Scalable Nonblocking Data Structures
An anonymous reader writes "InfoQ has an interesting writeup of Dr. Cliff Click's work on developing highly concurrent data structures for use on the Azul hardware (which is in production with 768 cores), supporting 700+ hardware threads in Java. The basic idea is to use a new coding style that involves a large array to hold the data (allowing scalable parallel access), atomic update on those array words, and a finite-state machine built from the atomic update and logically replicated per array word. The end result is a coding style that has allowed Click to build 2.5 lock-free data structures that also scale remarkably well."
Woah, yeah - sounds great from the summary.
Now WTF does that all mean!?
I have to RTFA!?
Damn!
AT&ROFLMAO
why are there fewer than 1 thread per core? It says 768 cores, but only 700 threads. Does it need the rest of the cores just to manage the large number of threads?

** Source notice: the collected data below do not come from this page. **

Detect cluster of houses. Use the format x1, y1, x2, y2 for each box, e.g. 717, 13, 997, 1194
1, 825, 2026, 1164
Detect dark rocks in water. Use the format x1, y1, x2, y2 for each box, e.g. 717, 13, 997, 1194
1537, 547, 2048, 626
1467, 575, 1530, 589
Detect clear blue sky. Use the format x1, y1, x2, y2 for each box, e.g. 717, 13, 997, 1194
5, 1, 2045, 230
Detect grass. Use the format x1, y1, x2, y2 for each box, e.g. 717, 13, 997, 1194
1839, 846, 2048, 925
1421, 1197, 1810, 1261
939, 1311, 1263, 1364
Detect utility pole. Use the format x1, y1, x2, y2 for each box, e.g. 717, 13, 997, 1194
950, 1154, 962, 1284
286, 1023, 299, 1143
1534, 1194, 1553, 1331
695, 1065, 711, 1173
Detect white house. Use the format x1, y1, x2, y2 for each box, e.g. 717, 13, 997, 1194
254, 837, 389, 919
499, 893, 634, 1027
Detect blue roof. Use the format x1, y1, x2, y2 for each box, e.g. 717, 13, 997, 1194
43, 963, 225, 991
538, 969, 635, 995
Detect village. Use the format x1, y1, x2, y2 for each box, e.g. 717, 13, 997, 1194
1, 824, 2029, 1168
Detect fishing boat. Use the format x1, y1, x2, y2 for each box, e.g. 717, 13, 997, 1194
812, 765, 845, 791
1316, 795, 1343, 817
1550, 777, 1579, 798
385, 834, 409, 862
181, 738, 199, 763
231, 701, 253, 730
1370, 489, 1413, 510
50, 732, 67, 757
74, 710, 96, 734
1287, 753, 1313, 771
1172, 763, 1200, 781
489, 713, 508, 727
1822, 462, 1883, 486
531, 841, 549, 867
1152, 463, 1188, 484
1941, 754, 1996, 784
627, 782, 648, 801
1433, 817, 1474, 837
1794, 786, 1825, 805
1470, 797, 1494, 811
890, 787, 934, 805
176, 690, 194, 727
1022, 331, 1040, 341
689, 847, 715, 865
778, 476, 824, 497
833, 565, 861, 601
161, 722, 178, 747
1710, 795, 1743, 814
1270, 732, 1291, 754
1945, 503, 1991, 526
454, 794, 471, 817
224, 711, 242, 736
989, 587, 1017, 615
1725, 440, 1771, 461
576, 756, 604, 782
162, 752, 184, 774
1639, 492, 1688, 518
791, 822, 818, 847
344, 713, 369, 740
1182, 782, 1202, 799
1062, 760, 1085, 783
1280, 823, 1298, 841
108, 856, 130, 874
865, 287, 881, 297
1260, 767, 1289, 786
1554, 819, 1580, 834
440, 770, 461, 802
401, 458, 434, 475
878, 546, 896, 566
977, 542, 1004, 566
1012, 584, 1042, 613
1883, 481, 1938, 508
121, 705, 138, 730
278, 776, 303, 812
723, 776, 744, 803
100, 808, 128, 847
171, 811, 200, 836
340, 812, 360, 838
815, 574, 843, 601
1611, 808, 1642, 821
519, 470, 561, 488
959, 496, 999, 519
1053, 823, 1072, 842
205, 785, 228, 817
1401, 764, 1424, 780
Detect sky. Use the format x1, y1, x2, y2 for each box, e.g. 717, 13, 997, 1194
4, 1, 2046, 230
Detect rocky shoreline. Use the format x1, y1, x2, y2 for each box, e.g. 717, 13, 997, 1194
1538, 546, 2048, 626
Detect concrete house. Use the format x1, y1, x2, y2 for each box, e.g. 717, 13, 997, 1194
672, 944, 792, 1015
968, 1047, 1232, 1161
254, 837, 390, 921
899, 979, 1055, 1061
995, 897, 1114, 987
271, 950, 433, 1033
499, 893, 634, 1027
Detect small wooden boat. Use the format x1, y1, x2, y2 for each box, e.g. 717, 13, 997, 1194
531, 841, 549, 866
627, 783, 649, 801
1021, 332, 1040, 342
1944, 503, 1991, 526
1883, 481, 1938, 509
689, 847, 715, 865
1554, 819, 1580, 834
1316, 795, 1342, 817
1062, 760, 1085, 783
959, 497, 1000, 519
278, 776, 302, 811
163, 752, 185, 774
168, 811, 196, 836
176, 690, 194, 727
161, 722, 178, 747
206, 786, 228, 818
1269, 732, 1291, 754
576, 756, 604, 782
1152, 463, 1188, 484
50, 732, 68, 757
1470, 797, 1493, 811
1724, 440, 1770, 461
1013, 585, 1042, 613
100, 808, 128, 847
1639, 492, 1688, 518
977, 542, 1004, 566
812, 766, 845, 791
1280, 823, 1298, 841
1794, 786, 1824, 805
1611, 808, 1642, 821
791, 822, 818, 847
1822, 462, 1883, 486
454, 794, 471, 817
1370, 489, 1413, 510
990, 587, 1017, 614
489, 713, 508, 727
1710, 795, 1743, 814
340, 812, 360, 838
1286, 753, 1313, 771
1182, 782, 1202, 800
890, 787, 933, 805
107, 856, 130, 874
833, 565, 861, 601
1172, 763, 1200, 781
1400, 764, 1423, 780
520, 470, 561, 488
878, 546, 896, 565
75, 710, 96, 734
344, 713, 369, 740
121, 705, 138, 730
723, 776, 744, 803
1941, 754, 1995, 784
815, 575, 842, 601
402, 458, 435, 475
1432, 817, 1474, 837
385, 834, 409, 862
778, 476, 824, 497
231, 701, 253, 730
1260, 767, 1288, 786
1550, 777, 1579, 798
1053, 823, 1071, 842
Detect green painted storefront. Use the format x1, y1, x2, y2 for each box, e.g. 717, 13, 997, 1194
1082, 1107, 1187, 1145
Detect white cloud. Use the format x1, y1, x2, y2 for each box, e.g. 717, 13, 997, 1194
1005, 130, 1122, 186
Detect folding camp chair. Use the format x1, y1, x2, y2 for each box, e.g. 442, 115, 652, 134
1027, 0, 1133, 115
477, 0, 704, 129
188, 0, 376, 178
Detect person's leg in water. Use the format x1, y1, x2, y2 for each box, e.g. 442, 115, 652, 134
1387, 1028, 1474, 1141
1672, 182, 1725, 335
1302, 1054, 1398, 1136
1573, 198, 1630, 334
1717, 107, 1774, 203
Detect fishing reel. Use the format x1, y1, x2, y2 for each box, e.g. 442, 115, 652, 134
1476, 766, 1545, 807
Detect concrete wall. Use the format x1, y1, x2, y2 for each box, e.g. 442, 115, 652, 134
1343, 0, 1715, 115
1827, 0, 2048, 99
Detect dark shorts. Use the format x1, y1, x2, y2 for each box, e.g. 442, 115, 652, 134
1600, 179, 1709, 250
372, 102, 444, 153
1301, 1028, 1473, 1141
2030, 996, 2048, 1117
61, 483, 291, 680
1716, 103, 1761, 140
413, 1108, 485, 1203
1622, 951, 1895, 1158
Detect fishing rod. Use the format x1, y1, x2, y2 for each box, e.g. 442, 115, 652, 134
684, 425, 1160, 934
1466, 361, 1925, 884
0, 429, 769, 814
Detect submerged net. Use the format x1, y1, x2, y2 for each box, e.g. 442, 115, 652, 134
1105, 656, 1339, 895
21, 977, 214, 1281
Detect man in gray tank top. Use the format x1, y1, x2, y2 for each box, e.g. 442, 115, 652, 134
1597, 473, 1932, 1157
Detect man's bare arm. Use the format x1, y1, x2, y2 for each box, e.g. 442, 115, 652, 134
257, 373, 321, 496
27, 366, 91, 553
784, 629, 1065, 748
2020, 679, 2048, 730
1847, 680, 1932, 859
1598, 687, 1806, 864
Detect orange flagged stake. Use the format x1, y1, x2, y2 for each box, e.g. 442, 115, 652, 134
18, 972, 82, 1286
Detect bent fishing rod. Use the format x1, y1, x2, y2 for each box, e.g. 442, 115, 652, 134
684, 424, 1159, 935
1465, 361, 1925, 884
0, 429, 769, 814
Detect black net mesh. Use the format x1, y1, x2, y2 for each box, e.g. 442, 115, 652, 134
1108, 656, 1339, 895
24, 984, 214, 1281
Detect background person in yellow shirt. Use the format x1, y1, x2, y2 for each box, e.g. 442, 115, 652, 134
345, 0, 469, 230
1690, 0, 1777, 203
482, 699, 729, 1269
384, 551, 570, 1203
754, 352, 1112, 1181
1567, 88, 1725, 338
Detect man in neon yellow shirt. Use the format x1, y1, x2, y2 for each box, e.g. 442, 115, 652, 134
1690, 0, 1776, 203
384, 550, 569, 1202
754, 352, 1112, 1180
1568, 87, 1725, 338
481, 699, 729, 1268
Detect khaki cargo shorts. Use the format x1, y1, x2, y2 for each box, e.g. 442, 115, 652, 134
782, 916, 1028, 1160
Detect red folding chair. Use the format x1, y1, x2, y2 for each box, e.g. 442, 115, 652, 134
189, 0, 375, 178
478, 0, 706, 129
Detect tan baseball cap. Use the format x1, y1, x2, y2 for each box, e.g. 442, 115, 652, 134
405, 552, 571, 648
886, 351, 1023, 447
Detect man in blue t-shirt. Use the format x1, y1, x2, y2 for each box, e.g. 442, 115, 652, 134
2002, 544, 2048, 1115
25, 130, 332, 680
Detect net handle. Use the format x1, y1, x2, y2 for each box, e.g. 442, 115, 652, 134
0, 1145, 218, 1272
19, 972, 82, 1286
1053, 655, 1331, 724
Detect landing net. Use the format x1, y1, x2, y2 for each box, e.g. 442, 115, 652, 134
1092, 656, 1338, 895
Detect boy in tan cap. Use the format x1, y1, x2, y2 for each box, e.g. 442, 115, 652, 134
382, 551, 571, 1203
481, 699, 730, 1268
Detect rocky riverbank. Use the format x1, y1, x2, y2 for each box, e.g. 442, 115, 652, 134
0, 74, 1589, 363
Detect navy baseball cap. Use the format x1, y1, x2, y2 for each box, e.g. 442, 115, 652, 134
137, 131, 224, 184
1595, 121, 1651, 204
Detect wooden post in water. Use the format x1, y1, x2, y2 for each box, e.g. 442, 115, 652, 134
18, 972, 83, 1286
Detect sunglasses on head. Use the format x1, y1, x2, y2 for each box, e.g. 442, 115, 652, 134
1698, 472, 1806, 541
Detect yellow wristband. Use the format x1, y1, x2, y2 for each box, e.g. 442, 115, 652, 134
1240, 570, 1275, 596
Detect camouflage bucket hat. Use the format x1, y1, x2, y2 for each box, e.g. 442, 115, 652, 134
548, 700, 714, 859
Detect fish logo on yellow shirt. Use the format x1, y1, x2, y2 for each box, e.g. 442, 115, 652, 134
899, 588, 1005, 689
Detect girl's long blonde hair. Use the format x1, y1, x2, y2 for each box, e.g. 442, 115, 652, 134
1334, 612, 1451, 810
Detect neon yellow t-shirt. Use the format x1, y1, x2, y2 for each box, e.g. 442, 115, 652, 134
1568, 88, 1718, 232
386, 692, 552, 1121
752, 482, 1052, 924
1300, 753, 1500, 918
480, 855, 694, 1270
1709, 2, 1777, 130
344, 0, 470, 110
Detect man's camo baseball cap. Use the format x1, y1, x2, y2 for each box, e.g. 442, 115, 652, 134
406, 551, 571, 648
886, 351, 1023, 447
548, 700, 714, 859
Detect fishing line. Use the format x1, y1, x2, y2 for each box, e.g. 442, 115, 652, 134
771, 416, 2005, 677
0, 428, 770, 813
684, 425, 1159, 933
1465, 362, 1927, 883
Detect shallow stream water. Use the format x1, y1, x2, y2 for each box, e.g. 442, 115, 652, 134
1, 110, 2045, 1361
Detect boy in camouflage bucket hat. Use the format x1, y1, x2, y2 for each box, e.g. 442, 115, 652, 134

Damn_registrars has no butt-hole. Damn_registrars has no use for a butt-hole.
The compare-and-swap approach is backed up by academic research: http://www.cl.cam.ac.uk/TechReports/UCAM-CL-TR-579.pdf [Practical Lock Freedom]
Google Talk by the author.
700 threads in JAVA? Why not use C++, actually optimize the hell out of the code, and get it down considerably. Or get a lot more done per thread.
Or... is this just a way to avoid having to get the really good coders who are more costly than the burn-bags?
If brevity is the soul of wit, then how does one explain Twitter?
Click gave a Google Tech Talk last year on his lock-free hashtable as part of the 'advanced topics in programming languages' series. The one hour talk is available on Google Video here: http://video.google.com/videoplay?docid=2139967204534450862 .
Congrads Slashdot, you've managed to produce a story that is guaranteed to totally baffle the non-techie sector.
...
KeyWords:
concurrent data structures, hardware threads, java, large array, scalable parallel access, atomic update, words, finite-state machine, lock-free, data structures
davecb5620@gmail.com
1. A common killer in parallelization is false sharing. That is, threads on two processors fight over a cache-line even though they are accessing independent variables. A cache-line is typically bigger than an individual variable. The approach of using adjacent elements of an array for parallelism sounds naive. One needs to pad the array.
2. Updating a shared variable, especially a non-scaler, in an inner loop is naive. One should reference local scalers in inner loops when parallelizing. Just once, should the thread update the shared variable. Don't reference non-scalers or shared variables in an inner loop. Don't lock in the inner loop, either, if you can avoid it.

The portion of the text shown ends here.